There's no debate...the Library has great resources

"Debate and Oratory," 1909 University of Washington yearbook, public domain

French essayist Joseph Joubert said, “It is better to debate a question without settling it, than to settle a question without debating it.” He understood that debate, forensics, and persuasive writing foster critical thinking skills, analytical self-reflection, intellectual curiosity, and a respect of difference.

Increasingly, students are being asked to justify, synthesize, and analyze complex issues into persuasive written and oral arguments. Assignments like these tie into the recently adopted Common Core Standards which “reflect... the knowledge and skills that our young people need for success in college and careers.”

The library has both online and print resources to help students assemble research content, understand the mechanics of debate and persuasive writing, and polish a presentation.

Databases

Points of View
The Points of View database is designed to assist researchers in understanding the full scope of controversial subjects. Students can use Points of View as a guide to debate, developing arguments, writing position papers, and for development of critical thinking skills. Each Points of View essay includes a series of questions and additional material to generate further thought. Also included are thousands of supporting articles from the world’s top political and societal publications.
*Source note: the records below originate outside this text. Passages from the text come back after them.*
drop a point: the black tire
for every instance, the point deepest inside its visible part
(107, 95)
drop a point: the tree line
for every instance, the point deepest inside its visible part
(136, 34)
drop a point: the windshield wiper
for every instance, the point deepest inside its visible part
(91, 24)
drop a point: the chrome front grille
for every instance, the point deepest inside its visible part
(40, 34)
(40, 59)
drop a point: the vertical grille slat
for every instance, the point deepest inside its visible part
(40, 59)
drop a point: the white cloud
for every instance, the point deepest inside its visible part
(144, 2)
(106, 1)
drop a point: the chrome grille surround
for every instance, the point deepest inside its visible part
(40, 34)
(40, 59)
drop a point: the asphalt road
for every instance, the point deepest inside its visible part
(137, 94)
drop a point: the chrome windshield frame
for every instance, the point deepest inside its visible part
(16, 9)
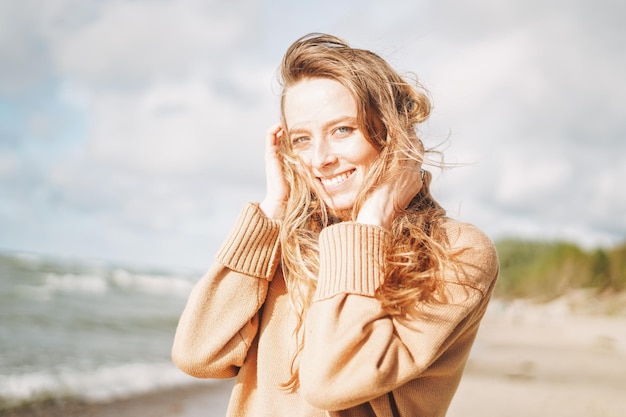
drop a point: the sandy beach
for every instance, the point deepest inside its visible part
(528, 360)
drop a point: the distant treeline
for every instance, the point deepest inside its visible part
(545, 270)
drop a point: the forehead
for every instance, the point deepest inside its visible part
(317, 100)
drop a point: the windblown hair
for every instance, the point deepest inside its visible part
(389, 108)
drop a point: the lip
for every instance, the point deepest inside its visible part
(336, 181)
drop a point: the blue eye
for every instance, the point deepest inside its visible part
(344, 130)
(299, 140)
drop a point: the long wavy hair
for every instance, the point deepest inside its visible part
(389, 108)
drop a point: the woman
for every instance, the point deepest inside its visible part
(346, 291)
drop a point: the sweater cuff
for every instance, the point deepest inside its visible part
(352, 257)
(252, 247)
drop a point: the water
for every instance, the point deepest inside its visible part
(86, 331)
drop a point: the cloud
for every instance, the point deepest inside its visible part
(134, 129)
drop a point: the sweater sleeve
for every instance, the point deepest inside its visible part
(220, 320)
(354, 351)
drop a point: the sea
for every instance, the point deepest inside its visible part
(88, 331)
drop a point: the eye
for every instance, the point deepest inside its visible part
(344, 130)
(299, 140)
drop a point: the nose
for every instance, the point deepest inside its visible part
(323, 155)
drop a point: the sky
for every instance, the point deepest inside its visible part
(132, 131)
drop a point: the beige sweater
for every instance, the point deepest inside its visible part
(357, 360)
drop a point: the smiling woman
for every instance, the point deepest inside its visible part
(347, 291)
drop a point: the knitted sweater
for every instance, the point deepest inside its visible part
(357, 360)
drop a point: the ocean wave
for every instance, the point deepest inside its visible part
(153, 284)
(101, 283)
(101, 384)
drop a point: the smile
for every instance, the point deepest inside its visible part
(326, 182)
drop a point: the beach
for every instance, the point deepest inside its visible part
(528, 360)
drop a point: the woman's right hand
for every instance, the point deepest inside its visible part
(277, 189)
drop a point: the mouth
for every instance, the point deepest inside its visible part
(337, 179)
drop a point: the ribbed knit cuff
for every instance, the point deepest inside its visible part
(352, 259)
(252, 247)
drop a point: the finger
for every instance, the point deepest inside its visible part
(273, 135)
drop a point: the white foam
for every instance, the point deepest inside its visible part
(152, 284)
(101, 384)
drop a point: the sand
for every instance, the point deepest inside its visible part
(528, 360)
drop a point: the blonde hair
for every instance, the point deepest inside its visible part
(388, 110)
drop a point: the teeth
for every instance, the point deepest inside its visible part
(336, 180)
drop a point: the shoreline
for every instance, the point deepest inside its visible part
(528, 359)
(207, 399)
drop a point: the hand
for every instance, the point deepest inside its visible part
(277, 189)
(388, 199)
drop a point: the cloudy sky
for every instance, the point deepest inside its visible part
(132, 131)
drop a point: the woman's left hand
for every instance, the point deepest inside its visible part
(388, 199)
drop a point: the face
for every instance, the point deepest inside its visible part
(321, 119)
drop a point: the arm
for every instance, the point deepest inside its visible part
(354, 351)
(220, 319)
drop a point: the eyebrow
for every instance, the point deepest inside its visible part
(338, 120)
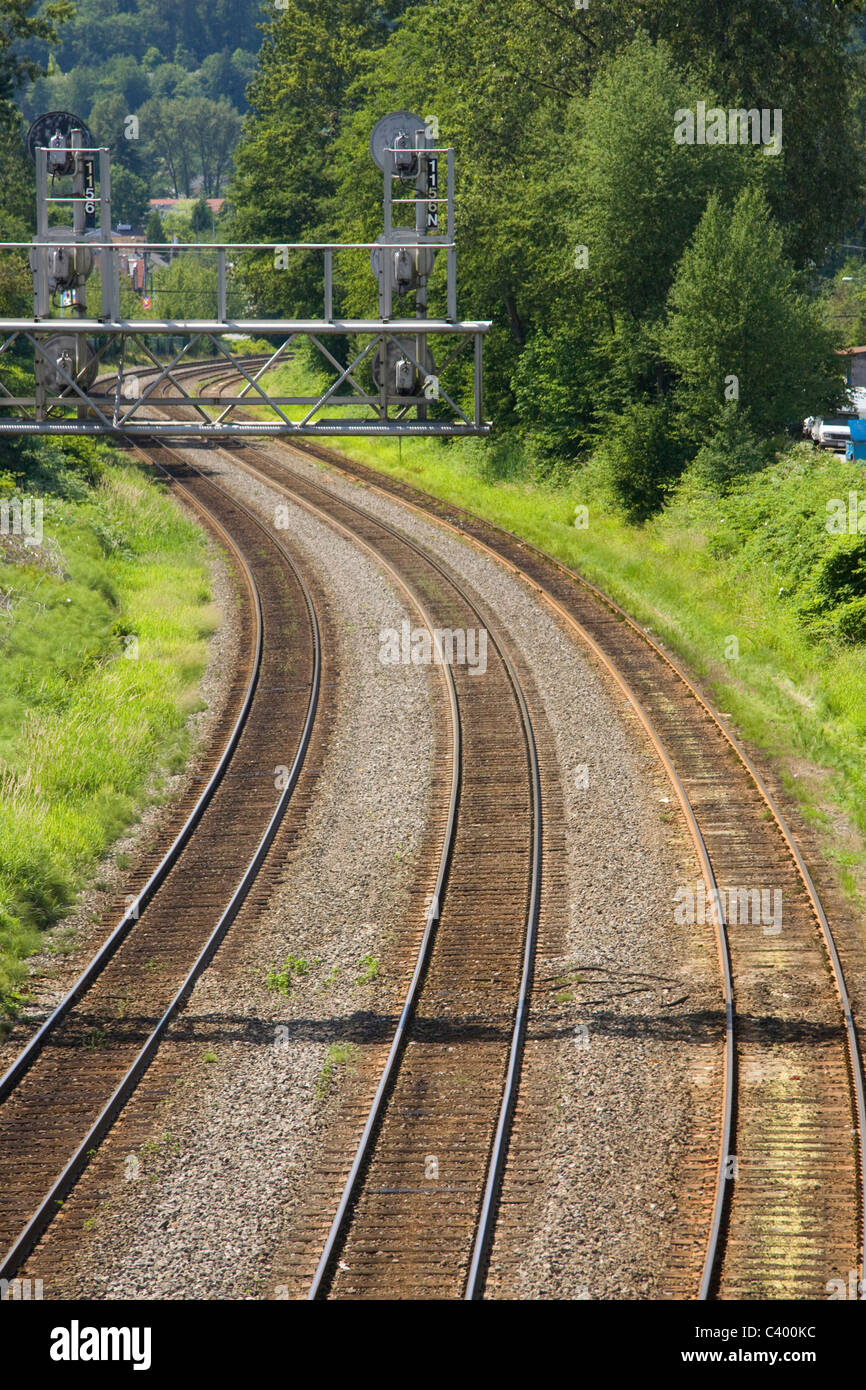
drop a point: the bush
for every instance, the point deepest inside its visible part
(731, 451)
(640, 459)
Denver Public Library - Points of View database
by: wilmotf

CQ Researcher
This database features in-depth analysis of topics in the news ranging from social and teen issues to environment, health, education, science and technology, covering all sides of the issues. Each single-themed, 12,000-word report is researched and written by a seasoned journalist. The consistent, reader-friendly organization provides researchers with an introductory overview; background and chronology on the topic; an assessment of the current situation; tables and maps; pro/con statements from representatives of opposing positions; and bibliographies of key sources.

Books

How to Debate

Winning Debates: A Guide to Debating in the Style of the World Universities Debating Championships

Extraordinary Debates

Thank You For Arguing: What Aristotle, Lincoln, and Homer Simpson Can Teach Us About the Art of Persuasion

Toastmasters International Guide to Successful Speaking

The Everything Public Speaking Book

Cross X: The Amazing True Story of How the Most Unlikely Team From the Most Unlikely of Places Overcame Staggering Obstacles at Home and at School to Challenge the Debate Community on Race, Power, and Education

Online Resources

National Forensics League: The national honor society for secondary and middle school speech and debate.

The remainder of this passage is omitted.